Now more than ever, cost is dictating where students will attend college as many families are choosing schools that offer the best value and not the most prestigious name. But how exactly do you figure out that cost?
The Massachusetts Educational Financing Authority (MEFA), a nonprofit agency that helps students and families make their way through the financial aid process, suggests asking colleges these six questions:
1. What is the total cost of attendance?
2. What financial aid forms are required and when are they due?
3. Are there merit-based scholarships available and what is the application process?
4. Are the grants/scholarships renewable each year and are there conditions?
5. What does the college estimate the total student debt will be upon graduation?
6. What is the average percentage of financial need that is met by the college?
It also helps to understand the many types of financial aid that are available. This is how MEFA describes them:
Grants and scholarships:
Grants and scholarships are gift aid that does not have to be repaid, and are available through colleges, universities, and federal, state and private agencies. Public colleges and universities in Massachusetts also offer tuition and fee vouchers to residents that waive or reduce costs.
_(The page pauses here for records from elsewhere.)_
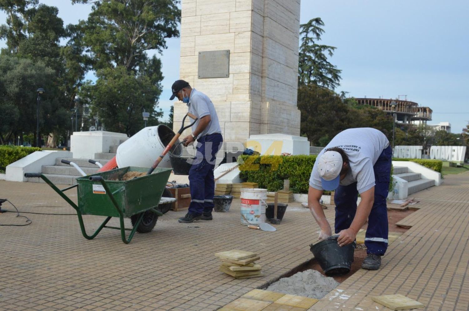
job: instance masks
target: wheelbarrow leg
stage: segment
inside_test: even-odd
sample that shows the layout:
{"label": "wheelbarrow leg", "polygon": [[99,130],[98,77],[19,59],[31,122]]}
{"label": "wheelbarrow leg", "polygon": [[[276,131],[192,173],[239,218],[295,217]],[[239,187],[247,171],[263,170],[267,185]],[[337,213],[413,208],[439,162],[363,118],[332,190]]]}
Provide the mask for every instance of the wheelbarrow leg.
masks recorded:
{"label": "wheelbarrow leg", "polygon": [[[72,207],[73,207],[75,209],[76,211],[76,215],[78,217],[78,222],[80,223],[80,229],[82,231],[82,234],[83,235],[83,236],[84,237],[85,239],[87,239],[89,240],[91,240],[94,239],[95,237],[98,235],[98,234],[99,233],[99,231],[101,231],[101,230],[102,230],[103,228],[104,228],[104,226],[105,225],[106,225],[106,224],[107,224],[107,222],[109,221],[109,219],[110,219],[112,218],[111,217],[107,217],[106,219],[106,220],[105,220],[105,221],[103,222],[103,223],[101,224],[101,225],[99,226],[99,227],[98,228],[98,230],[97,230],[95,231],[94,233],[93,233],[92,235],[91,236],[88,235],[86,233],[86,230],[85,229],[85,225],[83,223],[83,217],[82,217],[82,213],[80,212],[80,210],[78,209],[78,207],[77,206],[76,204],[75,204],[75,202],[70,200],[70,198],[67,196],[63,193],[63,191],[62,191],[59,188],[58,188],[55,186],[55,185],[52,183],[52,182],[50,180],[49,180],[49,179],[45,176],[44,176],[43,174],[40,174],[40,175],[39,175],[38,174],[34,174],[34,176],[33,177],[37,177],[42,178],[43,180],[45,181],[46,183],[49,185],[51,187],[51,188],[54,190],[54,191],[55,191],[56,192],[59,194],[59,195],[61,196],[64,200],[67,201],[67,203],[68,204],[69,204],[72,206]],[[74,185],[72,187],[66,188],[65,189],[64,189],[64,191],[68,190],[68,189],[70,189],[75,187],[76,186],[75,185]]]}

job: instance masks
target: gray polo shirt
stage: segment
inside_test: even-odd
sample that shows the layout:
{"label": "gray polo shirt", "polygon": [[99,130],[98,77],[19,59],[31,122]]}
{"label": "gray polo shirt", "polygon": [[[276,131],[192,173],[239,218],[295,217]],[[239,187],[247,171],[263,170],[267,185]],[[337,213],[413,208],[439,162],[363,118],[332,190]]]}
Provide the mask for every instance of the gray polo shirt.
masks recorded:
{"label": "gray polo shirt", "polygon": [[338,147],[348,157],[350,169],[340,184],[347,186],[357,182],[358,193],[371,189],[375,185],[373,166],[383,151],[389,145],[389,141],[383,133],[371,128],[348,129],[343,130],[332,139],[318,155],[310,177],[310,186],[323,190],[321,178],[318,173],[318,159],[328,148]]}
{"label": "gray polo shirt", "polygon": [[199,125],[199,121],[203,116],[210,115],[210,122],[207,127],[202,132],[199,134],[197,137],[200,137],[205,135],[219,133],[221,134],[221,129],[220,123],[218,122],[218,116],[215,110],[215,106],[208,96],[201,92],[199,92],[193,88],[190,92],[190,97],[189,99],[189,103],[187,104],[189,112],[197,117],[199,119],[192,125],[192,132],[196,130]]}

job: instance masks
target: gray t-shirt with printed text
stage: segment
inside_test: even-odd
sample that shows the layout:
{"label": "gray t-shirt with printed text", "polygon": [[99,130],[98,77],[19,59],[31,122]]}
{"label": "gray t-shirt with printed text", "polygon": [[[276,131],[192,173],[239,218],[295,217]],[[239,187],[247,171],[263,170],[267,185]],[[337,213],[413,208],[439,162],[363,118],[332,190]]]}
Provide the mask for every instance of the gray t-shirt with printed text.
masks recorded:
{"label": "gray t-shirt with printed text", "polygon": [[187,104],[189,112],[198,118],[198,120],[192,125],[192,132],[199,125],[199,121],[203,116],[210,115],[210,122],[202,133],[197,135],[200,137],[205,135],[219,133],[221,134],[221,129],[218,121],[218,116],[215,110],[215,106],[208,96],[201,92],[193,88],[190,92],[189,103]]}
{"label": "gray t-shirt with printed text", "polygon": [[373,166],[383,151],[389,145],[389,141],[383,133],[371,128],[348,129],[332,139],[318,155],[310,177],[310,186],[323,190],[321,178],[318,173],[317,159],[327,148],[338,147],[348,157],[350,169],[340,184],[347,186],[357,182],[358,193],[371,189],[375,185]]}

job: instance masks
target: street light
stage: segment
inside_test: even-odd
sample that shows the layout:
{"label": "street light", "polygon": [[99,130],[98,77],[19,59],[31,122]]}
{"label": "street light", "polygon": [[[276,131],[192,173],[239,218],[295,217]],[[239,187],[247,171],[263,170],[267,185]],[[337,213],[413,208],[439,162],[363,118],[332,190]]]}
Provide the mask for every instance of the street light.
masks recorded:
{"label": "street light", "polygon": [[396,102],[391,102],[391,108],[393,109],[393,150],[391,157],[394,156],[394,137],[396,130]]}
{"label": "street light", "polygon": [[78,95],[76,95],[73,101],[75,103],[75,131],[77,132],[78,130],[77,129],[78,123],[78,104],[80,103],[80,96]]}
{"label": "street light", "polygon": [[150,112],[145,112],[145,110],[144,110],[144,112],[142,113],[142,116],[144,117],[144,121],[145,121],[145,127],[146,127],[146,120],[148,120],[148,117],[150,116]]}
{"label": "street light", "polygon": [[41,95],[45,93],[45,91],[42,87],[39,87],[36,92],[38,92],[38,109],[36,112],[36,135],[37,140],[36,146],[40,148],[40,142],[41,140],[39,137],[39,102],[41,101]]}

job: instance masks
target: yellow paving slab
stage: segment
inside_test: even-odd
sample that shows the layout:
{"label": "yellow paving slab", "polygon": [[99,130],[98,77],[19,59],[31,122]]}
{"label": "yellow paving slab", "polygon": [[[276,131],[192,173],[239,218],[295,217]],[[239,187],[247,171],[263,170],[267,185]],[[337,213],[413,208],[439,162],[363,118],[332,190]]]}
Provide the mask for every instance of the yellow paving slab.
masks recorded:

These programs allow students to work part-time on or near campus while in college. Earnings may be used for living expenses, books, supplies and other education-related expenses but is not automatically deducted from the college bill.
Loans are available to help families cover the cost of college. Some offer features such as subsidized interest, deferred repayment and low rates.
Outside scholarships from private, local and national sources:
These may be awarded based on a variety of factors including financial need, academic merit, artistic or musical talent or interest in a major.